6. Tax and benefit considerations
Many personal‑injury settlements that compensate for physical injuries are excluded from gross income under federal tax law, but other components (punitive damages, interest, non‑physical losses) may have different tax consequences. Structured settlement payments derived from a qualifying negotiated settlement have special federal rules (including the use of a qualified assignment in many cases). Because taxes and public benefit coordination can be complex, consult a qualified tax advisor and an attorney before finalizing the plan.
7. Common pitfalls to avoid
- Purchasing an annuity from an unlicensed or poorly rated insurer. The annuity issuer should be licensed to do business in South Dakota and financially stable.
- Failing to get explicit court approval. If the settlement involves a minor, failing to obtain court approval can cause later legal problems and may require reopening the settlement.
- Not accounting for future needs such as education, medical care, or loss of government benefits (e.g., Medicaid or SSI). Large lump sums can unintentionally disqualify a child from means‑tested benefits unless structured correctly.
- Choosing an irrevocable schedule too inflexible for realistic future needs. Some annuities permit survivor options or limited flexibility; discuss options before purchase.
8. Helpful South Dakota resources and statutes
Start your research or case filing with these official resources:
- South Dakota Codified Laws (probate, guardianship, and related statutes): https://sdlegislature.gov/Statutes/Codified_Laws/
- South Dakota court information and local circuit court contacts (to find the appropriate court and local procedures): https://ujs.sd.gov/
Takeaway: The safest path for settlement funds for a child in South Dakota is a court‑approved plan that either purchases a structured annuity from a licensed insurer or places funds under court supervision (guardian/conservator or blocked account). That protects the child, keeps funds available for long‑term needs, and satisfies court fiduciary standards.
Important disclaimer: This article provides general information about South Dakota procedures. It is not legal advice. Laws change and every situation is unique. Before you sign settlement documents, buy an annuity, or petition a court, consult a licensed South Dakota attorney who handles minor settlements, guardianship matters, and structured settlement transactions.
Helpful Hints — Practical checklist when planning an annuity for a child
- Engage an attorney experienced with minor settlements and guardianship in South Dakota early—court forms and notices vary by county.
- Obtain at least two written annuity quotes from financially rated insurers licensed in South Dakota. Compare payment schedules, guarantees, and optional riders (cost of living adjustment, survivor benefits).

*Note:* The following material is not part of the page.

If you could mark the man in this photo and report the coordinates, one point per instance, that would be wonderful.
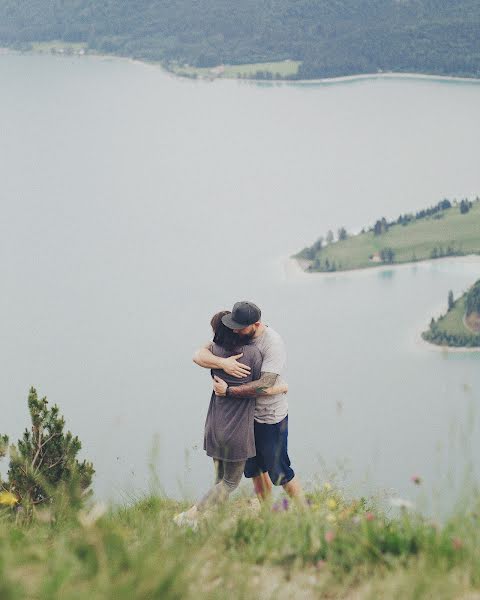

- Ask the court to approve the specific annuity contract in the settlement order so payments cannot be diverted later without court permission.
- Ask the court whether a bond is required for the guardian and who will pay for it; factor bond cost into your plan.
- Consider splitting funds—some liquid dollars for current needs and an annuity for long‑term security.
- Coordinate with a tax advisor if settlement proceeds include non‑physical injury components or interest. Don’t assume all settlement money is tax‑free without confirmation.
- If the child receives means‑tested benefits, check with a benefits specialist or attorney before accepting a lump sum—structuring may be necessary to preserve eligibility.
- Keep meticulous records, bank statements, and receipts; a guardian must provide accountings to the court on a schedule set by the judge.
- Before signing annuity contracts, read provisions about surrender rights, transferability, and what happens if the annuity issuer becomes insolvent.